Devam etmek istediğim hayatım bütün sessizliğiyle sürerken bakışlarımı diktiğim tavan buna eşlik ediyordu. Seçimim sonucu bir şekilde kader beni hiçbir zaman aynı ortama gelemeyeceğim bir adamla tanıştırmıştı. Seçimim diyorum çünkü o iş başvurusuydu hayatımı değiştirmiş olan. Ne zaman başvurduğumu dahi hatırlamadığım o iş başvurusu. Belki o işe gitmeseydim her şey çok daha farklı olacaktı ya da daha kötüsüyle karşı karşıya gelecektim ya da hiçbir şey olmamış gibi hayatıma devam edecektim.

Bilmiyorum.

İç sesim histerik bir kahkaha attığında daha kötü ne olabilir diye soruyordu. Vurulmaktan daha kötü ne ile karşılaşabilirdim o da tartışılacak hatta üzerine saatlerce düşünülebilecek başka bir konuydu. Uyku düzenim altüst olmuş gecenin kaçıydı hiçbir fikrim yoktu. Çünkü Umut'un yanaklarımın kızarması hakkında söyledikleri kesinlikle var olan uykumu ve vücut fonksiyonlarımın bozulmasına yeterli olmuştu. Ciddi anlamda ondan utandığımı ya da başka şeyler düşünmemesini isterken durum daha kötü bir hale gelmiş gibi hissediyordum. Tamam inkar edilemeyecek kadar çekici ve karizmatik bir adam olabilirdi. Fakat benim için bundan fazlası olmamalıydı. Olamazdı. O benim başına bela ve fazlalıktan başka bir şey olmadığımı düşünürken onun hakkında bu şekilde düşünmek hem yanlış hem de aptallıktan başka anlam ifade etmezdi. Üstelik onun kaba ve bir o kadar gizem dolu  davranışları vardı ki atlamak istemediğim sertliği ve kırıcılığı da beni ondan uzaklaştırmak için yeterli sebeplerdi.

Üzerimdeki yorganı yavaşça ittiğimde yattığım yerden dikkatle doğruldum.

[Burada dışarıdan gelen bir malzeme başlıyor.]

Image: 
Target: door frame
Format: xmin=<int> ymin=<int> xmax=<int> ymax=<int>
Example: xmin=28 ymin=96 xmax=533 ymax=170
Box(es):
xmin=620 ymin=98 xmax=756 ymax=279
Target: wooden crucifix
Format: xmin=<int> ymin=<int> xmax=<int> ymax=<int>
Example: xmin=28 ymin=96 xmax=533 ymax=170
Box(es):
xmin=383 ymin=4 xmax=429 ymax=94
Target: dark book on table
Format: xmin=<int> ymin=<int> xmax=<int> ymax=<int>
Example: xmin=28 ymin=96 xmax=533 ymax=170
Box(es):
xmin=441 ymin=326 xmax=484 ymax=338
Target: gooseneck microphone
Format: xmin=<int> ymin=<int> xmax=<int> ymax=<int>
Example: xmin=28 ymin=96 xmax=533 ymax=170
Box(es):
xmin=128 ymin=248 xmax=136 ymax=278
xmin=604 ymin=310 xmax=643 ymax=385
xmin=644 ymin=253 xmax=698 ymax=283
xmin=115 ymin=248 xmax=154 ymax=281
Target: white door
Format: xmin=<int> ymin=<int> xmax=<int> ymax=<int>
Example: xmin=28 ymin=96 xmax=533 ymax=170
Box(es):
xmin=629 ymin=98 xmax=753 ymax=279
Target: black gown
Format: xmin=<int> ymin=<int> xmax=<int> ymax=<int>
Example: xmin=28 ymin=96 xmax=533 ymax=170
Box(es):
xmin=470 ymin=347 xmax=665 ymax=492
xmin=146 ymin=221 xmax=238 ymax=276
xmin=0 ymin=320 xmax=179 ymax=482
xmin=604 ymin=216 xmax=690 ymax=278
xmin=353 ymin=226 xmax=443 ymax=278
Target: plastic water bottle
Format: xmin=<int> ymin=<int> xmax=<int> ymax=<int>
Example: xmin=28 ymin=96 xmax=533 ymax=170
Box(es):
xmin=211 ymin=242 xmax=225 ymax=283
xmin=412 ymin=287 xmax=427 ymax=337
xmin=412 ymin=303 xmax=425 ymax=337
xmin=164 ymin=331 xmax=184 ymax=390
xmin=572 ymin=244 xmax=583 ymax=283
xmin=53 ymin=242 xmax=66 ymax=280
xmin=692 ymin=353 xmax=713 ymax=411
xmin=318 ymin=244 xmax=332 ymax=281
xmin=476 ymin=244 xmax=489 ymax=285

Başucumda duran suya doğru uzanacakken gördüğüm şey karşısında inlemeden edemedim. Bu su her zaman doluyken yataktan çıkmak istemediğimi anladığı için kendi kendini imha mı etmişti? Kendi kendime sorduğum soru gözlerimi devirmeme sebep olduğunda bacaklarımı yataktan sarkıttım. Her neyse gidip doldurmaktan başka çarem yoktu. Şu saatten sonra karşılaşacağım kimsede olmayacağına göre gidip alabilirdim.

Bardağı almayı es geçip yatağın ucundan tutunarak ayağa kalktım. Kapıyı büyük bir titizlikle açtığımda yeteri kadar sessiz değilmiş gibi olan bu ev daha da sessizliğe bürünmüştü. Merdivenleri minik adımlarla inerken sonu gelmeyecekmiş gibi gittikçe uzuyordu. Ah tek istediğim bir bardak su içmekti! Düşmemek için tırabzana tutunurken attığım son basamak ile derin bir nefes koyuverdim. Devasa yemek odası ve salonu içine alan merdiven bitimiden gözlerimi alamadım. Buradan geçtiğim gibi doğrudan mutfak karşıma çıkıyordu. Sessiz adımlarımı koca salonda atarken boydan boya cam olan duvara baktım. Ay ışığının tamamı içeriyi aydınlatırken ağaçların yansıması ve rüzgar eşliğinde sallanan yaprakları birbirini tamamlıyordu.

Sonunda mutfaktan içeriye giriş yaptığımda tıpkı salon gibi gecenin ışık kaynağı içeriyi olabildiğince aydınlatıyordu. Gözlerim ile etrafı taradığımda mutfak tezgahının üzerinde duran suyu almak için oraya yöneldim ve bardağa doldurduğum suyu tek dikişte boğazımdan aşağıya kayıp gitmesine izin verdim.

-Ne dolaşıyorsun bu saatte?

Duyduğum ses korkuyla irkilmeme sebep olduğunda elimdeki bardak gürültüyle yere düştü. Aynı anda boğazıma kaçan su nefesimi kestiğinde ardı ardına öksürmeye başladım. Bütün mutfağı aydınlatan ışık bir anda gözlerimi acıtacak derecede onun tarafından açıldığında hala öksürüyordum. Bu adamın niyeti kesinlikle benim ölümüme sebep olmaktı!